The simplification of 1+tan^{2} x is equal to sec^{2} x. In this post, we will find the formula of 1+tan^{2}x. This will be proved using trigonometric identities.

## 1+tan^{2}x Formula

To simplify the expression 1+tan^{2} x, we will follow the below steps:

**Step 1:** At first, we put $\tan x=\dfrac{\sin x}{\cos x}$. By doing so, we obtain that

$1+\tan^2 x$ $=1+(\dfrac{\sin x}{\cos x})^2$

$=1+\dfrac{\sin^2 x}{\cos^2 x}$

**Step 2:** Simplifying the above, we get that

$1+\tan^2 x=1+\dfrac{\sin^2 x}{\cos^2 x}$

$=\dfrac{\sin^2 x+\cos^2 x}{\cos^2 x}$

$=\dfrac{1}{\cos^2 x}$ as we know that $\sin^2 x+\cos^2 x=1$

$=(\dfrac{1}{\cos x})^2$ $=(\sec x)^2$ as the reciprocal of cosx is secx.

$=\sec^2 x$

**Conclusion:** Thus, the simplification of $1+\tan^2 x$ is equal to $\sec^2 x$.

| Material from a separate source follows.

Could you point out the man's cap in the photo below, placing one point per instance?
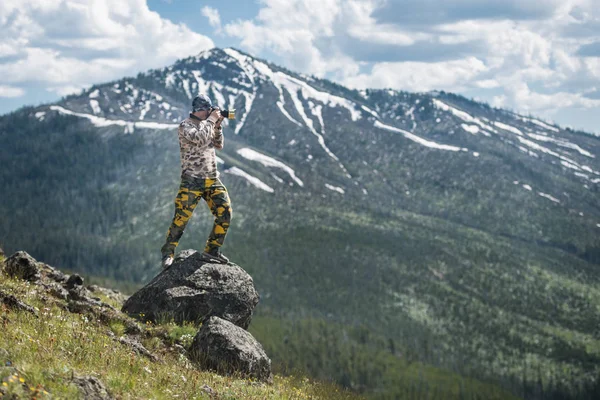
(201, 102)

**Note** that we also have that $1+\tan^2 \theta=\sec^2 \theta$ obtained in a similar way as above.

**Also Read:**

**sinx=0, cosx=0, tanx=0 General Solution**

**Values of sin 15, cos 15, tan 15**

**Values of sin 75, cos 75, tan 75**

## Question-Answer on 1+tan^{2}x Formula

**Question 1:** Find the value of 1+tan^{2} $45^\circ$

*Answer: *

From the above, we get that the value of 1+tan^{2} x is equal to sec^{2} x. In this formula, we put $x=45^\circ$. Thus, we have

$1+\tan^2 45^\circ$ $=\sec^2 45^\circ$

$=\dfrac{1}{\cos^2 45^\circ}$

$=\dfrac{1}{(\dfrac{1}{\sqrt{2}})^2}$ as we know that $\cos 45^\circ =\dfrac{1}{\sqrt{2}}$.

$=\dfrac{1}{1/2}=2$

Thus, the value of $1+\tan^2 45^\circ$ is equal to $2$.

## FAQs

**Q1: What is the formula of 1+tan ^{2}x?**

**Answer:** The formula of 1+tan^{2}x is given as follows: 1+tan^{2}x = sec^{2}x.